Non-GAAP net income for the quarter was $23.4 million, a decrease of 71.7% from the same period in 2021. The company’s revenue for Q3 2022 was $137.5 million.
However, mining revenue in Q3 2022 was $8.7 million, representing an increase of 1,002.7% versus Q3 2021.
Chairman and CEO Nangeng Zhang said:
“The negative market dynamics have significantly hindered bitcoin miners’ revenues and cash flows. As miners are forced to cut their demand for computing power, we had to adjust down our selling price in response”
In the same vein, CFO James Jin Cheng asserts that the market conditions are expected to continue deteriorating in the next two quarters because of bitcoin’s downward trajectory, rising energy prices, and miners under increasing cash pressure.

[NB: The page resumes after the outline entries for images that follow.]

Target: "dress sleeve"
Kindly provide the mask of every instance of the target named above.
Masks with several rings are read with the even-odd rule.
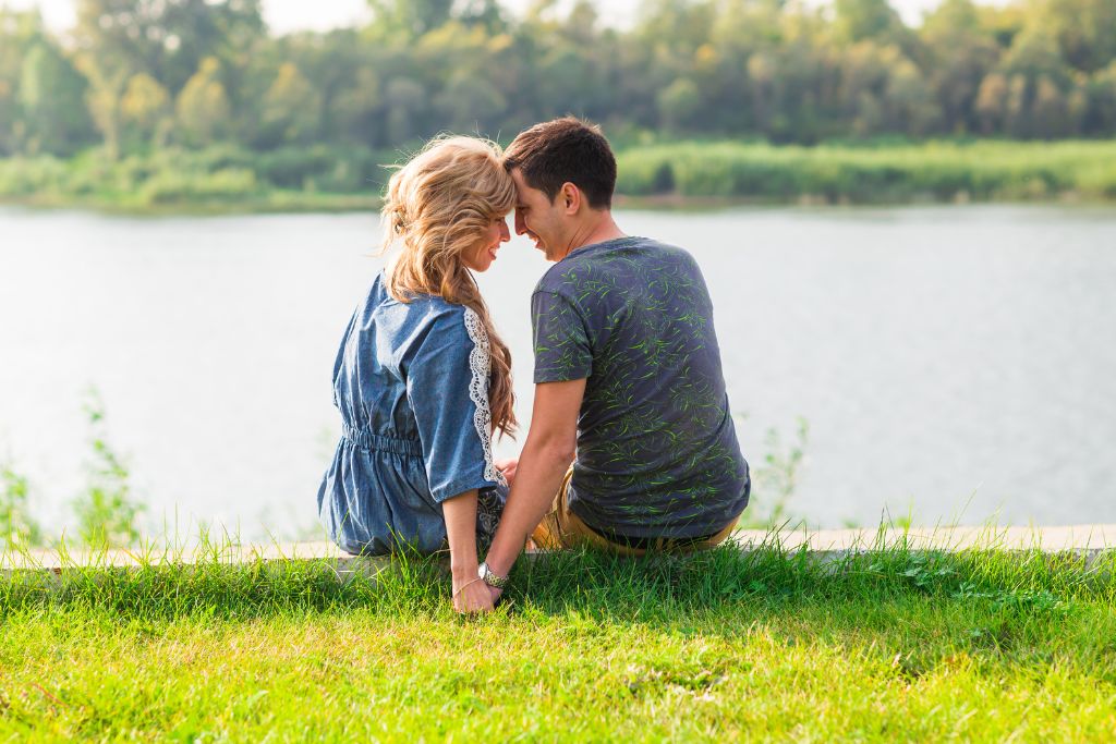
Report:
[[[535,384],[565,383],[593,374],[593,349],[585,319],[568,299],[546,290],[531,296]]]
[[[437,318],[408,365],[407,399],[419,425],[430,492],[439,503],[507,485],[492,464],[491,349],[471,309]]]

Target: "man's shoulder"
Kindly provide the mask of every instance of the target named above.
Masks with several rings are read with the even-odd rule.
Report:
[[[696,265],[690,252],[677,245],[652,238],[620,238],[574,251],[542,274],[535,291],[564,294],[604,274],[615,277],[624,267],[643,269],[658,263]]]

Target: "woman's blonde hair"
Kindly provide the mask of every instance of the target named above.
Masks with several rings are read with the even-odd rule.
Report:
[[[387,272],[392,297],[410,302],[416,294],[437,294],[480,317],[492,350],[492,425],[504,434],[513,434],[518,423],[511,352],[496,332],[461,257],[485,239],[493,219],[503,218],[514,205],[516,184],[503,168],[499,145],[473,137],[437,137],[392,175],[381,211],[382,251],[403,242]]]

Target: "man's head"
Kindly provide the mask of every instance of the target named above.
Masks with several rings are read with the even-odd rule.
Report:
[[[608,219],[616,187],[616,156],[600,128],[567,116],[536,124],[504,152],[516,182],[516,232],[527,234],[550,261],[585,244]]]

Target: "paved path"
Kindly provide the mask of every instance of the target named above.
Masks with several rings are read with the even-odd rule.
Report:
[[[806,547],[807,550],[826,555],[839,554],[848,550],[868,549],[883,541],[892,545],[904,539],[915,549],[961,550],[971,547],[995,548],[1001,550],[1041,549],[1047,552],[1081,551],[1090,558],[1098,552],[1116,549],[1116,524],[1077,524],[1072,526],[1011,526],[980,528],[956,526],[937,529],[888,530],[793,530],[772,534],[757,530],[740,530],[732,540],[744,549],[779,542],[787,550]],[[59,554],[56,550],[33,550],[27,554],[0,555],[0,571],[12,569],[45,569],[60,571],[74,566],[119,566],[135,567],[143,563],[179,563],[192,564],[199,560],[212,561],[219,558],[222,562],[250,562],[257,559],[271,560],[308,560],[328,559],[334,561],[338,571],[357,569],[353,563],[359,563],[359,569],[369,564],[386,564],[387,558],[357,559],[343,553],[329,542],[291,542],[262,545],[229,544],[209,551],[183,548],[181,550],[148,551],[109,550],[87,553],[69,551]]]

Canaan will, however, tighten its cash management to capture more opportunities when the market recovers, says Cheng.
Plans for Expansion
The company plans to expand despite Canaan’s latest financial report showing a downward trend. Canaan will continue to expand its research and development projects and mining operations worldwide. Zhang said:
“[A]s part of our ongoing effort to strengthen our research and development capabilities, we are expanding our Singapore headquarters with promising local research and development talents to help support our business on a global scale. In addition, we have expanded our mining business by tapping into the U.S. to optimize the allocation of our mining machines. “
However, Zhang maintains that they are facing a very challenging industry period as the “bitcoin price is sinking to lows the market has not seen in two years.”